Real Women, Real Questions (RWRQ); Leadership. Life. Work.The Women In Defense (WID) Palmetto Chapter hosted a leadership summit towards the end of 2017. I led two sessions—Growing through Disruption: Leverage the Power of Change for Career Success and Elevate Your Presence: Stand Up and Stand Out When Speaking and Leading—and invited attendees to submit questions.

Several women responded with leadership or career development questions on cards or notes. These include how to find and pursue roles a person really loves, attributes of great leaders, how to effectively communicate affirmatively and bring high energy to the table without being labeled aggressive or bossy, how to identify and transition to a “what’s next,” and many more. Over the next weeks, I’ll be answering these questions and offering resources, links, or opportunities for further exploration.

Our first question asks, “What is the benefit of being in a leadership position?” Let me start my answer by separating leadership and position. Here’s why: you can demonstrate leadership at any level and in any role. However, what our participant might really be asking is the benefit of holding a position of authority—one that’s higher up on the org chart. And, is it worth the effort to get there.

I think it’s really important for women to aspire to and attain positions of authority. We benefit from moving up by having greater access to information and decision makers. We grow and develop through increasing levels of meaningful, challenging work. We gain a more holistic view of our organization and how the parts work together. Over time, we become decision makers and enjoy opportunities to broaden our influence and our impact.

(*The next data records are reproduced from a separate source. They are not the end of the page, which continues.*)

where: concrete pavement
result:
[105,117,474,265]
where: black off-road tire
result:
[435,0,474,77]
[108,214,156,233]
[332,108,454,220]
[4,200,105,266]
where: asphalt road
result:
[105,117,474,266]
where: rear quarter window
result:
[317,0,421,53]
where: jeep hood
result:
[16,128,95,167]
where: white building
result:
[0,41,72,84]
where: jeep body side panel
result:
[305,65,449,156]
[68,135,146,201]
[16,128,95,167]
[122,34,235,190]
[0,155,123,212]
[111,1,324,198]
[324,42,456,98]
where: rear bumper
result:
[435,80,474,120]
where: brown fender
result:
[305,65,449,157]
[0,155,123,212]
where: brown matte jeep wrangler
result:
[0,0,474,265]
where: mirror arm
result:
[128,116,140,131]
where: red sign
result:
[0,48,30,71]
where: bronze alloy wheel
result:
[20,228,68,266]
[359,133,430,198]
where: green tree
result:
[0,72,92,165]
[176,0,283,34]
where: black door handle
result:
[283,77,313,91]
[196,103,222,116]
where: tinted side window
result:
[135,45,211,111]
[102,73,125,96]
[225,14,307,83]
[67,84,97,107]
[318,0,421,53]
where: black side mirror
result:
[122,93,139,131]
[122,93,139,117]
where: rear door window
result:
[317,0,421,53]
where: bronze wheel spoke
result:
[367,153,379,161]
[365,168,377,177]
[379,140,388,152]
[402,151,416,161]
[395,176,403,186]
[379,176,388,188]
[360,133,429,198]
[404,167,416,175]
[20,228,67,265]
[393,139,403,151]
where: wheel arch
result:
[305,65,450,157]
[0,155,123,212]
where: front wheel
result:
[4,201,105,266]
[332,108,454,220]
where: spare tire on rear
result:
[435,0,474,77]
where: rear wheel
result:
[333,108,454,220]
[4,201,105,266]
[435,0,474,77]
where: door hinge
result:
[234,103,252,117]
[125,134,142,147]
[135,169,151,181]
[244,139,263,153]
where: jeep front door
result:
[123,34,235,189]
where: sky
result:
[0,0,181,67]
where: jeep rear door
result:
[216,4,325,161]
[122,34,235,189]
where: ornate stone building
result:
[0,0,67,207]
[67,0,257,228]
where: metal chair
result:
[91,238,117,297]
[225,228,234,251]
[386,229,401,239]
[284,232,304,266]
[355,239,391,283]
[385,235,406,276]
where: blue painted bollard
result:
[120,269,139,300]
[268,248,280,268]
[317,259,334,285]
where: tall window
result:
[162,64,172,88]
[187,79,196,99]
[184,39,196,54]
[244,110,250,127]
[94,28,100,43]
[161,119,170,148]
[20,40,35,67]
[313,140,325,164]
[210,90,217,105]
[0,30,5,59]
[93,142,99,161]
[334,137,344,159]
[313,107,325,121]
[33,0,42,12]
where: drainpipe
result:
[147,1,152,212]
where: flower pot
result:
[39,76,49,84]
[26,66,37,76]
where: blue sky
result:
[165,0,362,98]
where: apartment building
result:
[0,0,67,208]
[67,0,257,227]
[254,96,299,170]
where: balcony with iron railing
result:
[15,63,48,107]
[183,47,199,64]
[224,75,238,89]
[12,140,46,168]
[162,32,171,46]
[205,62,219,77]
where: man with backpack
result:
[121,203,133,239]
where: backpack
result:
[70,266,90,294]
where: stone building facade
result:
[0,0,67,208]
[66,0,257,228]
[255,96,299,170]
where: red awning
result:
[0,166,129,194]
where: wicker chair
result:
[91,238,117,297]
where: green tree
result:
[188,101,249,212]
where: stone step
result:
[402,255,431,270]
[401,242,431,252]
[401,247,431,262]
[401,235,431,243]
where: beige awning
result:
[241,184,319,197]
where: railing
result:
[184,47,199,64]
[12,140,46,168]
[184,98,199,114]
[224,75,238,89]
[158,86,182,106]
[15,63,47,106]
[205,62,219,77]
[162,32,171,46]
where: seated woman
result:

Organizations also benefit as women increase their rank in a hierarchy, especially in traditionally male dominated environments. Women offer different dimensions of thinking, problem framing and solving, communication, collaboration, and leadership approaches in the workplace. Research demonstrates the value of diverse thinking modes in generating innovation and avoiding “group think” or failure modes. Additionally, organizations benefit by intentionally sponsoring women’s growth and development, and supporting efforts to reach back and mentor individuals who hope to achieve higher levels.